The crisis in Russian-Ukrainian relations once again put to the test and economic and energy security of Bulgaria, a statement on the council’s conclusions said.
The council believed that that the diversification of gas supply, acceleration of the construction of interconnectors with neighbouring countries and the development of gas fields in the Black Sea shelf as soon as possible were national priorities to which there were no alternatives.
The council recommended that the cabinet’s national security council (a body different from the Consultative Council on National Security) and the national headquarters monitoring the situation in Ukraine should monitor and analyse the processes generating risks to the security of Bulgaria and promptly take the “necessary counter-measures”.
The government should take action to prevent disruption of energy supply, speed up work on the building of interconnectors and provide the reserves necessary to enable Bulgaria to overcome a possible energy crisis.
Bulgaria’s institutions should keep in constant touch with Bulgarian communities in Ukraine and provide any assistance necessary, the council statement said.
Fourth, as it had supported the efforts so far of the Bulgarian government, the Consultative Council on Natioal Security recommended that the cabinet, in subsequent discussions in the EU, put forward the Bulgarian position taking into account all the risks to Bulgaria, including economic risks arising from the development of the crisis.
Apart from discussing the risks to Bulgaria from the Ukraine crisis, the March 24 meeting of the council also had been the focus of hopes in some quarters in politics of achieving a cross-party consensus position on the situation in Ukraine.
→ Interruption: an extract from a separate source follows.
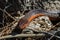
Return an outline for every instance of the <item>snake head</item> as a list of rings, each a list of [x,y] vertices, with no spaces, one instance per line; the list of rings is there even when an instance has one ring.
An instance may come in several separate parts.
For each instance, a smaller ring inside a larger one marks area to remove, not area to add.
[[[20,19],[19,22],[18,22],[18,26],[21,28],[21,29],[24,29],[28,24],[28,20],[27,19]]]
Speaking after the meeting, Plamen Oresharski – occupant of the prime minister’s chair in the current Bulgarian Socialist Party government – said that he remained certain that there would be no large-scale sanctions against Russia.
He said that Bulgaria would continue to take part in debates at EU level to shape the European position as it had before.
Bulgaria has been among EU countries to oppose serious economic sanctions against Russia. Oresharski has been especially vigorous at EU-level discussions in opposing such sanctions, a position not viewed with favour by influential EU countries that would prefer to see a strong response to Russia’s violations of international law.
Within Bulgaria, critical views of the approach taken by the current BSP government see is as intended to offend neither the EU nor Russia.
As to the issue of cross-party consensus on Ukraine, attempts in Parliament to get a resolution approved were put on hold because of the incompatibility of three draft resolutions drafted by three parties.
While Parliament’s three largest parties – centre-right GERB, the BSP and the Movement for Rights and Freedoms – appeared to have signed on to the statement made public officially after the Consultative Council for National Security meeting, there was ostentatious dissent from far-right ultra-nationalist party Ataka.
Led by Volen Siderov, who walked out of the council meeting in protest against its draft conclusions, Ataka held a rally nearby the Presidency building where the meeting was taking place.
Siderov told the pro-Russian gathering that he rejected a paragraph saying that the government would be able to apply the sanctions imposed on the Russian Federation.
He said that denying the legitimacy of the Crimea referendum and the right of the people of Crimea to “self-determination”, applying sanctions was not acceptable.
Siderov said that he had asked Speaker of Parliament Mihail Mikov, who was present at the council meeting, what would happen about the planned May visit to Bulgaria by the president of the State Duma, Sergey Naryshkin.
“If the ban (on him) is observed, it will lead to breaking off diplomatic relations between Bulgaria and Russia,” Siderov said, adding that these were “extremely stupid actions” that would set Bulgaria and Russia at odds.
However, for all Siderov’s bluster and his walkout, the official standpoint released by the council made no direct reference to the issue of sanctions, raising the probability that any such reference – of the type claimed by Siderov to have been in the draft – was omitted for the sake of a consensus among the three larger parties.